Tracking Fitness and Fuel? There’s an App for That

The exponential technological growth of the last few decades has produced numerous inventions that have drastically changed the way many people live day-to-day. One obvious invention that has transformed daily life is the smartphone. The increasing reliance on smartphones is often painted in a negative light; however, companies constantly create new apps that aim to make our lives healthier. As health apps become more widespread and varied, people have more options to choose from to meet their health and fitness goals.

Photo by Jen Middleton

Fitness tracking apps like MyFitnessPal and Fitbit offer their users the chance to keep track of eating and exercise. With Fitbit, a tracker worn on the wrist collects exercise data while users manually enter their exercises with MyFitnessPal. Both of these apps are useful for people who are trying to change their daily habits on a small scale—for example, reaching Fitbit’s recommended 10,000 steps per day. MyFitnessPal is more useful for people specifically focused on improving their diet, while Fitbit is useful for improving both exercise and diet. That said, a downside of these tracking apps is that they can overly emphasize calorie goals, potentially breeding poor and destructive eating habits.

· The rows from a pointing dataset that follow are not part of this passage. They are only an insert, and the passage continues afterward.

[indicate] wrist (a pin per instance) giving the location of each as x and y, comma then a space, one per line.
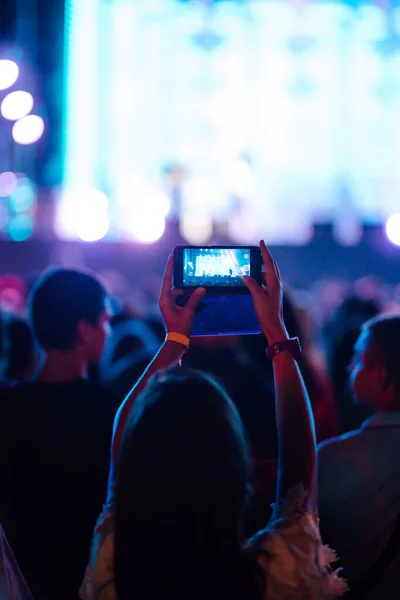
178, 338
276, 334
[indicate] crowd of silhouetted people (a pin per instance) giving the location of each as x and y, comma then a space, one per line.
137, 462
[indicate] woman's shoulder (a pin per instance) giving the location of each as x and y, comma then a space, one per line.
291, 553
99, 577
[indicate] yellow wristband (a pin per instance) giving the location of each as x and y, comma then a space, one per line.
179, 338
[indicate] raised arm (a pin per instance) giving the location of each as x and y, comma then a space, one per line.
295, 424
177, 320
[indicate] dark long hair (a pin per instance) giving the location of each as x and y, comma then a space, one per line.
182, 483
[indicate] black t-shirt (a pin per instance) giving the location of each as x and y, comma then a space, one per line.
54, 459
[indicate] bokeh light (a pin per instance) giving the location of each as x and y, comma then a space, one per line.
139, 193
82, 214
144, 208
93, 227
20, 227
196, 229
393, 228
23, 196
9, 72
8, 183
240, 178
145, 226
28, 129
16, 105
92, 222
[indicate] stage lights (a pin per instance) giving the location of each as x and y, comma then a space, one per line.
17, 105
393, 229
9, 72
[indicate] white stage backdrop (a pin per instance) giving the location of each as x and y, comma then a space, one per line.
267, 117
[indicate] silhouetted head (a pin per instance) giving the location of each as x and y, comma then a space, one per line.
19, 350
375, 369
67, 311
182, 484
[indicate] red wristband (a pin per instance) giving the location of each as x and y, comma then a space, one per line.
292, 346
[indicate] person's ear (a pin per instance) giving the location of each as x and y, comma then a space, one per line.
84, 332
383, 379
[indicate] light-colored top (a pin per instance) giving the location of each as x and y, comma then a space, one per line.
12, 583
297, 566
359, 497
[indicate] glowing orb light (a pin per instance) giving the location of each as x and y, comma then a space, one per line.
16, 105
28, 129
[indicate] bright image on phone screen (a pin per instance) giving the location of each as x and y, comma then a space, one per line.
212, 267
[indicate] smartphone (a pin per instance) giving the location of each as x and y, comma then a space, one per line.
218, 268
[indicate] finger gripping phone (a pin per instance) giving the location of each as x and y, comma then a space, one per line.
219, 269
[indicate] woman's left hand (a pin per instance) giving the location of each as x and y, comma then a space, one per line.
177, 319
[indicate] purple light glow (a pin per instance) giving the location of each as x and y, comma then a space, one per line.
393, 229
8, 183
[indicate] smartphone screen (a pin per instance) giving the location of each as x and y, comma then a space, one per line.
215, 266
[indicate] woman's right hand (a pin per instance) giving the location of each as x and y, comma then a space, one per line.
268, 299
177, 319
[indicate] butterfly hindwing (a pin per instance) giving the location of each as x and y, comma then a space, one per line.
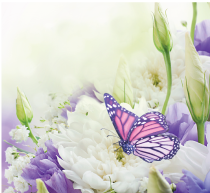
156, 148
122, 119
152, 123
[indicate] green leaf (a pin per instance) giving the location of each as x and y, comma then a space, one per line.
23, 108
41, 186
123, 91
21, 150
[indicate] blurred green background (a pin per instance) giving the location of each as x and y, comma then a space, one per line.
49, 47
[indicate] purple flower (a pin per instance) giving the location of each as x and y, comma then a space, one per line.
87, 90
202, 38
46, 167
181, 124
194, 184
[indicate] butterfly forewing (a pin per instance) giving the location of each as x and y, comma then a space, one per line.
156, 148
151, 123
146, 134
122, 119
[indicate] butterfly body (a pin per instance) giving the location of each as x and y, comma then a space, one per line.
127, 147
143, 136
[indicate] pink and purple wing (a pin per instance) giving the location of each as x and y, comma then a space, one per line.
152, 123
122, 119
156, 148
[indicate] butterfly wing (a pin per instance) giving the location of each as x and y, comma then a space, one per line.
152, 123
122, 119
156, 148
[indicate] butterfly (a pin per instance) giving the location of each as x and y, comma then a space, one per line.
143, 136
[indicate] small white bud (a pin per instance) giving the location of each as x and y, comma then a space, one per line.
20, 133
157, 183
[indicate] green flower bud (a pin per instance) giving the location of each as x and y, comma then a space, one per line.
195, 85
161, 33
157, 183
123, 91
41, 186
184, 23
23, 108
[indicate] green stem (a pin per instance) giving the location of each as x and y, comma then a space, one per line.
31, 134
193, 21
167, 60
201, 129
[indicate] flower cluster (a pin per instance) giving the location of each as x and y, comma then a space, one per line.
150, 134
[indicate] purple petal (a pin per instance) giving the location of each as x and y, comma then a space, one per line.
202, 37
64, 113
181, 188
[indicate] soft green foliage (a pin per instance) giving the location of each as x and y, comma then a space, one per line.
157, 183
41, 186
23, 108
195, 85
192, 31
161, 33
24, 112
123, 91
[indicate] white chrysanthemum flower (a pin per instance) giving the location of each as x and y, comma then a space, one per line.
10, 154
9, 190
17, 166
20, 133
88, 155
143, 185
148, 74
44, 138
20, 184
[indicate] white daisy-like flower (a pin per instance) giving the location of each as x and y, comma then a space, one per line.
43, 138
88, 155
20, 133
9, 190
11, 154
148, 74
9, 174
143, 185
20, 184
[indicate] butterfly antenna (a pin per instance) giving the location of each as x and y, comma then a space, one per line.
113, 136
108, 130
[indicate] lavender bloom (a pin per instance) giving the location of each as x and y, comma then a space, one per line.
194, 184
202, 38
87, 90
181, 124
45, 167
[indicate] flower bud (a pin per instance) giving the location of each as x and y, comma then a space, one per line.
41, 186
157, 183
195, 85
123, 91
161, 33
23, 108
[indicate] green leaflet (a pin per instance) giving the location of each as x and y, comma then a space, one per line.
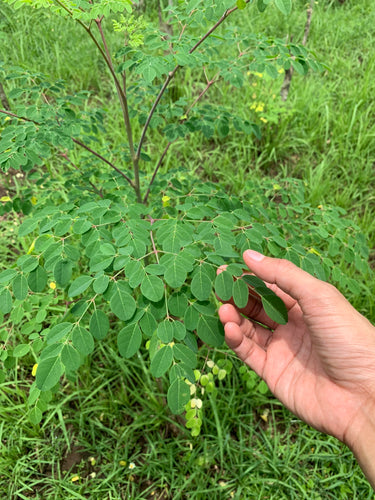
62, 272
100, 284
21, 350
165, 331
240, 293
28, 263
28, 226
82, 340
20, 287
58, 332
152, 288
191, 318
6, 301
175, 274
148, 324
122, 304
79, 285
179, 330
185, 354
48, 373
37, 279
35, 415
7, 276
284, 6
99, 324
178, 396
210, 330
161, 361
70, 358
177, 304
201, 284
81, 226
129, 340
224, 285
273, 306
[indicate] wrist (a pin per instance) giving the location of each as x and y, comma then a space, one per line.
360, 438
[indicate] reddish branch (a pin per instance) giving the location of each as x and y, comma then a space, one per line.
79, 143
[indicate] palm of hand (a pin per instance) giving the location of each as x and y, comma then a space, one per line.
310, 364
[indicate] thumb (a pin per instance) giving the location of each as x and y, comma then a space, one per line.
288, 277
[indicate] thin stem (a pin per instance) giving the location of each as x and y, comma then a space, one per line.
173, 72
3, 98
156, 171
96, 190
154, 106
209, 83
122, 97
125, 113
79, 143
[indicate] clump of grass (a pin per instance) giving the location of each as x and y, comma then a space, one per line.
114, 415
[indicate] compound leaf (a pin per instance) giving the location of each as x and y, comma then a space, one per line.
129, 340
178, 396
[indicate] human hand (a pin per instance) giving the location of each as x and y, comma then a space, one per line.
321, 364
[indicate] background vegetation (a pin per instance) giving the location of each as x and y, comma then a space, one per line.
110, 436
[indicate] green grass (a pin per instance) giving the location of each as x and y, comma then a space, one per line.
115, 412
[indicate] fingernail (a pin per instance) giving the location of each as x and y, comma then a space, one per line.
253, 255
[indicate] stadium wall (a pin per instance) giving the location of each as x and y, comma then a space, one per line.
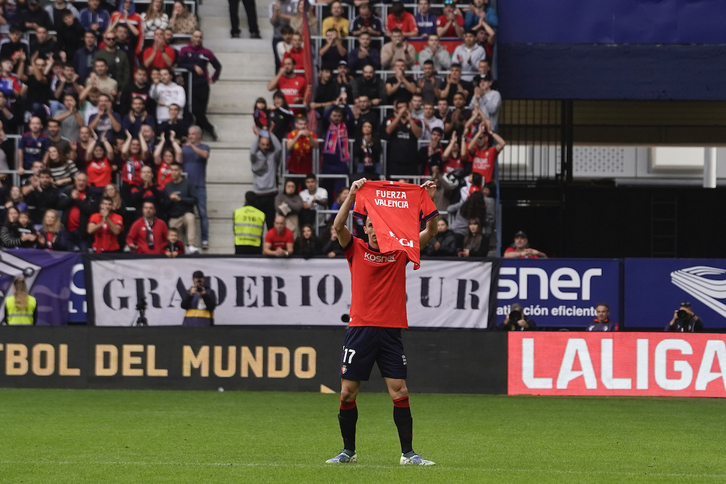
233, 358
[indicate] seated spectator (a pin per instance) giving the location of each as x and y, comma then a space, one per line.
400, 87
369, 85
279, 240
333, 51
173, 247
105, 121
33, 146
94, 18
62, 170
402, 133
165, 156
400, 19
105, 227
327, 92
34, 16
367, 22
148, 234
486, 38
475, 243
364, 54
166, 92
367, 152
53, 236
517, 321
336, 21
78, 205
160, 54
425, 20
300, 144
288, 203
314, 198
44, 46
296, 51
307, 244
137, 117
488, 100
444, 243
181, 198
83, 56
483, 155
520, 249
293, 86
451, 23
398, 49
154, 19
468, 56
98, 166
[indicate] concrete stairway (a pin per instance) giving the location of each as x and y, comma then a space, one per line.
247, 66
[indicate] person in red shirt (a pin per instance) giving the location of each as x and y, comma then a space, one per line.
399, 18
483, 156
300, 144
520, 249
451, 23
148, 234
105, 226
293, 86
279, 240
377, 316
159, 55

In addition to fitness tracking apps, there is also a plethora of workout apps. These apps provide workouts that users can often tailor to their exact fitness level and goals. Many of these workouts come with pictures, videos, and a voice that guides the user through the exercises. Nike Training Club is one of my favorite workout apps because it’s free and there is a ridiculous number of workouts to choose from. The app separates workouts into beginner, intermediate, and advanced levels, and each workout has its own specific purpose. For example, there are workouts for building core strength, increasing agility, or burning fat. You can filter workouts based on how much time you have, what equipment you have access to, and which body parts you want to target. If you want to be more consistent with your workouts, you can even create your own plan and the app will generate workouts and a calendar for you.

For the runners out there, there are even apps that specifically focus on running. Recently there has been an increase in apps that offer audio-guided runs, including Nike Running Club. This is great for doing running workouts because you don’t have to constantly look down at your watch. If you’re willing to invest some money, the best audio-guided app is probably Aaptiv. Aaptiv is a new app that offers audio-guided workouts for running, cycling, and other forms of exercise. Like Nike Training Club, the workouts are highly customizable. It’s also unique because you can listen to the workout without having to look at your phone, and each workout comes with its own musical playlist that doesn’t interrupt the instructor’s voice.

For indecisive people who prefer to simply follow instructions, there are plenty of apps that include just one program. One of these apps is Sweat, an app created for women that takes the user through Kayla Itsines’ program, Bikini Body Guide. This program is ideal if you are willing to fully commit yourself to it, as it combines strength training, high intensity interval training, and cardio. A downside is that the subscription costs money, so it is an investment.

The apps discussed in this article are only a small percentage of the apps available. If none of these apps seem to click for you, explore online—there is almost undoubtedly an app out there that best suits your personal fitness goals.